Colonel St George Corbet Gore, (24 February 1849 – 1913) was an English army officer and Surveyor General of India from 1899 to 1904.

Gore was born on 24 February 1849, the son of Rev. William Francis Gore, a male-line descendant of the Gore baronets of Megherabegg, by his wife Elizabeth Carey Baldock. He was educated at Lancing College before being gazetted as lieutenant in the Royal Engineers in 1870.

Gore arrived in British India in November 1872, and from March 1873 served on the great trigonometrical survey of India.
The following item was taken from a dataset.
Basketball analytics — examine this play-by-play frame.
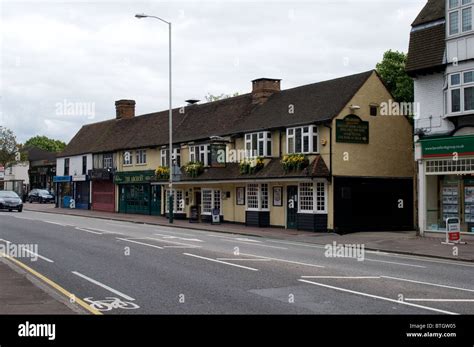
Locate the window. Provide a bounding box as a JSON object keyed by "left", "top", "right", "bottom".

Serving with distinction through the Second Anglo-Afghan War (1878–1880), he was officer in charge of survey during the march of Sir Donald Stewart's column from Kandahar to Kabul, and was mentioned in dispatches following the Battle of Ahmed Khel (19 April 1880). From 1884 he was attached to the Afghan boundary commission, and he was appointed deputy superintendent in 1886, and superintendent of trigonometrical surveys in Dehradun in May 1894.

He was appointed Surveyor General of India in October 1899, and retired in May 1904. For his service, he was appointed a Companion of the Order of the Star of India in the 1903 New Year Honours.

Gore was married to Elizabeth Julia Mackinnon Bruce, who died in Bombay on 23 October 1902.

Gore is commemorated in the scientific name of a species of Asian snake, Dendrelaphis gorei, which is a junior synonym of Dendrelaphis biloreatus.